Voici une comédie dont on a fait beaucoup de bruit, qui a été longtemps
persécutée[127]; et les gens qu'elle joue ont bien fait voir qu'ils
étoient plus puissans en France que tous ceux que j'ai joués jusques
ici. Les marquis, les précieuses, les cocus et les médecins, ont
souffert doucement qu'on les ait représentés, et ils ont fait semblant
de se divertir, avec tout le monde, des peintures que l'on a faites
d'eux; mais les hypocrites n'ont point entendu raillerie; ils se sont
effarouchés d'abord, et ont trouvé étrange que j'eusse la hardiesse
de jouer leurs grimaces, et de vouloir décrier un métier dont tant
d'honnêtes gens se mêlent. C'est un crime qu'ils ne sauroient me
pardonner; et ils se sont tous armés contre ma comédie avec une fureur
épouvantable. Ils n'ont eu garde de l'attaquer par le côté qui les a
blessés; ils sont trop politiques pour cela, et savent trop bien vivre
pour découvrir le fond de leur âme. Suivant leur louable coutume, ils
ont couvert leurs intérêts de la cause de Dieu; et le _Tartuffe_, dans
leur bouche, est une pièce qui offense la piété. Elle est, d'un bout à
l'autre, pleine d'abominations, et l'on n'y trouvera rien qui ne mérite
le feu. Toutes les syllabes en sont impies; les gestes mêmes y sont
criminels; et le moindre coup d'œil, le moindre branlement de tête,
le moindre pas à droite ou à gauche, y cachent des mystères qu'ils
trouvent moyen d'expliquer à mon désavantage.
[127] Cette préface a été mise par Molière en tête de la première
édition du _Tartuffe_, publiée en 1669, quelques mois après la
seconde représentation de cet ouvrage, et plus de deux ans après la
première.
J'ai eu beau la soumettre aux lumières de mes amis, et à la censure
de tout le monde: les corrections que j'y ai pu faire; le jugement du
roi et de la reine, qui l'ont vue; l'approbation des grands princes
et de messieurs les ministres, qui l'ont honorée publiquement de leur
présence; le témoignage des gens de bien, qui l'ont trouvée profitable,
tout cela n'a de rien servi. Ils n'en veulent point démordre; et, tous
les jours encore, ils font crier en public des zélés indiscrets, qui me
disent des injures pieusement, et me damnent par charité.
Je me soucierois fort peu de tout ce qu'ils peuvent dire, n'étoit
l'artifice qu'ils ont de me faire des ennemis que je respecte, et de
jeter dans leur parti de véritables gens de bien, dont ils préviennent
la bonne foi, et qui, par la chaleur qu'ils ont pour les intérêts du
ciel, sont faciles à recevoir les impressions qu'on veut leur donner.

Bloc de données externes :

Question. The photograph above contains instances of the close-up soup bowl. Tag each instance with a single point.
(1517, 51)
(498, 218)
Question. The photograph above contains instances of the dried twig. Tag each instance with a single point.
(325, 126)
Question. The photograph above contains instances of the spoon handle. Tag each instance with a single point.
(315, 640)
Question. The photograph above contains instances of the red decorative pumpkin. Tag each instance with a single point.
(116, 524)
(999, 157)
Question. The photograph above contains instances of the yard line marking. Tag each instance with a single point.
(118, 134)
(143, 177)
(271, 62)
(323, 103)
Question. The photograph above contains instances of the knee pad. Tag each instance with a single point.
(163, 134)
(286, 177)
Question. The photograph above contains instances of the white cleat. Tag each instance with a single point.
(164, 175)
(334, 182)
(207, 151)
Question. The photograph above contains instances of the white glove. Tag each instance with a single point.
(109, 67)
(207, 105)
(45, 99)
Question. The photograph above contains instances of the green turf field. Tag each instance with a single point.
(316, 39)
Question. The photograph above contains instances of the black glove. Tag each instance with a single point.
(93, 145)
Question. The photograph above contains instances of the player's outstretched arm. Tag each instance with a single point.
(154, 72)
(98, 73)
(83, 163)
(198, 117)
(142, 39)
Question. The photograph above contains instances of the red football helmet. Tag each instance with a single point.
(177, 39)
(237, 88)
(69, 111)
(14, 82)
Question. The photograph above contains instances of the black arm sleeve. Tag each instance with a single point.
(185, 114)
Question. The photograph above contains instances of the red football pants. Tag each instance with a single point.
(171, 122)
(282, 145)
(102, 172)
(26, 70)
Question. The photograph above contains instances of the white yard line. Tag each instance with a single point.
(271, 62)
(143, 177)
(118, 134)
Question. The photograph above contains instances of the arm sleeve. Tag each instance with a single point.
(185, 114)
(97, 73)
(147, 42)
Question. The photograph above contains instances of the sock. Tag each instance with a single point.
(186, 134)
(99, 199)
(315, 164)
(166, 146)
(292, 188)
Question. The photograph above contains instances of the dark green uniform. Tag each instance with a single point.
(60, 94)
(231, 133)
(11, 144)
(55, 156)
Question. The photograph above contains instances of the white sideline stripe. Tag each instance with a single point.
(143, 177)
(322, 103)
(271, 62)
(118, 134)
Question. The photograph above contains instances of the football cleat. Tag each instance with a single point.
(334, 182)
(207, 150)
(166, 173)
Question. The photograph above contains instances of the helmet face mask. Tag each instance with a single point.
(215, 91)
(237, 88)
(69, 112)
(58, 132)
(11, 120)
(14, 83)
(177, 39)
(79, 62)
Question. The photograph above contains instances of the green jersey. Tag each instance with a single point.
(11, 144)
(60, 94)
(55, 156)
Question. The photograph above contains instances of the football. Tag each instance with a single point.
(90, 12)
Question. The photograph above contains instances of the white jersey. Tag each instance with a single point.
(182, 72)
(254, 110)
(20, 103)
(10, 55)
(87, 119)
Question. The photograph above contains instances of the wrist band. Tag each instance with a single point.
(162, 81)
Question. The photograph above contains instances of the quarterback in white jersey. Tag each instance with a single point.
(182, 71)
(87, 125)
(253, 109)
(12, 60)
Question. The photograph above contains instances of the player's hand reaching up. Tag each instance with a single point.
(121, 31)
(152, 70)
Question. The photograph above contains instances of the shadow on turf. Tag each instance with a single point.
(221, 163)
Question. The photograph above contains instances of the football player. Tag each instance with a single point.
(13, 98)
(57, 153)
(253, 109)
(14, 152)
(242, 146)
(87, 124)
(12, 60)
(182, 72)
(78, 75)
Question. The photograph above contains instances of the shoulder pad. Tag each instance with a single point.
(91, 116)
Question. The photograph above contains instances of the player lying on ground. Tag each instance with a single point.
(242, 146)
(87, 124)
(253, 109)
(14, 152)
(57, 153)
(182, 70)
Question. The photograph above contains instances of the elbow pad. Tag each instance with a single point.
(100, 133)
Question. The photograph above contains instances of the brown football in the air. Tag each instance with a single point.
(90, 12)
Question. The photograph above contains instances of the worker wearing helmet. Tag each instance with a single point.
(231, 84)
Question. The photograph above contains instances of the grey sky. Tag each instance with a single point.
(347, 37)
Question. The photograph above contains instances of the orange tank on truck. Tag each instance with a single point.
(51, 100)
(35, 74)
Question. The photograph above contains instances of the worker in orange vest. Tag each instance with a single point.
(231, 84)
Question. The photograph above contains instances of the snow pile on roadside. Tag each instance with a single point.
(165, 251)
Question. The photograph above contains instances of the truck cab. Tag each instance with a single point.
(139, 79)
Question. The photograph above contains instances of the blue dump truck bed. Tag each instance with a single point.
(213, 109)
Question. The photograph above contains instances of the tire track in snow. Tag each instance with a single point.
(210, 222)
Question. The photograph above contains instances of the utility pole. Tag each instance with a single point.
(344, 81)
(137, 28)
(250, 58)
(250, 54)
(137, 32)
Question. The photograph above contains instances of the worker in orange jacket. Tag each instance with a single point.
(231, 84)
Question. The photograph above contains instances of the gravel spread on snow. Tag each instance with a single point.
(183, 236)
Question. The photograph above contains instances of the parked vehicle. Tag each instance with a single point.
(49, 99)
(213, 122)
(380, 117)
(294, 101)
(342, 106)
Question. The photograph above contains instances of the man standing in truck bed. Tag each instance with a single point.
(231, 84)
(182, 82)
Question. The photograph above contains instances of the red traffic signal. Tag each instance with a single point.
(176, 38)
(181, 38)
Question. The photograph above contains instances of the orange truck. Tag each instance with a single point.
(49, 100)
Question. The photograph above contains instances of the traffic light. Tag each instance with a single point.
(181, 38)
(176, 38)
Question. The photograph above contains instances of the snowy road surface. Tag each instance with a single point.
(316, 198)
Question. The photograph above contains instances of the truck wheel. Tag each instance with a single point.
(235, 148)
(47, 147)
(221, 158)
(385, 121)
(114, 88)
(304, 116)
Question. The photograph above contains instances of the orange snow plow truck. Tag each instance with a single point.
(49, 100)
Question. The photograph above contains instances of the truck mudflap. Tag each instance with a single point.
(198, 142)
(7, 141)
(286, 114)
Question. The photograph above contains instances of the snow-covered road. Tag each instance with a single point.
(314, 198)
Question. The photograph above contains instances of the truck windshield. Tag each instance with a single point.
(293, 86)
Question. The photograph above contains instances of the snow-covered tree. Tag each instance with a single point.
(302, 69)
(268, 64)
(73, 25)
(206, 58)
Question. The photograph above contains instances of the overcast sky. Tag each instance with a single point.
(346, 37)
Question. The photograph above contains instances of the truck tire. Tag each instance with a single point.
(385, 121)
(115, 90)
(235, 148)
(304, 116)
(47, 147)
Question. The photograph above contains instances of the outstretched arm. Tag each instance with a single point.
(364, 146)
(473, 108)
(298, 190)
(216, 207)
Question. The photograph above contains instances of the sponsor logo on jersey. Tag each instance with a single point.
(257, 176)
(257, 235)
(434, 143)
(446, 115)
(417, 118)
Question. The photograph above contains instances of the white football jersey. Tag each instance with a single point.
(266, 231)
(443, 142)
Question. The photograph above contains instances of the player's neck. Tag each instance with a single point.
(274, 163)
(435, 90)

Voilà ce qui m'oblige à me défendre. C'est aux vrais dévots que je veux
me justifier sur la conduite de ma comédie; et je les conjure de tout
mon cœur de ne point condamner les choses avant que de les voir, de se
défaire de toute prévention, et de ne point servir la passion de ceux
dont les grimaces les déshonorent.
Si l'on prend la peine d'examiner de bonne foi ma comédie, on verra
sans doute que mes intentions y sont partout innocentes, et qu'elle ne
tend nullement à jouer les choses que l'on doit révérer; que je l'ai
traitée avec toutes les précautions que me demandoit la délicatesse de
la matière; et que j'ai mis tout l'art et tous les soins qu'il m'a été
possible pour bien distinguer le personnage de l'hypocrite d'avec celui
du vrai dévot. J'ai employé pour cela deux actes entiers à préparer la
venue de mon scélérat. Il ne tient pas un seul moment l'auditeur en
balance; on le connoît d'abord aux marques que je lui donne; et, d'un
bout à l'autre, il ne dit pas un mot, il ne fait pas une action qui ne
peigne aux spectateurs le caractère d'un méchant homme, et ne fasse
éclater celui du véritable homme de bien que je lui oppose.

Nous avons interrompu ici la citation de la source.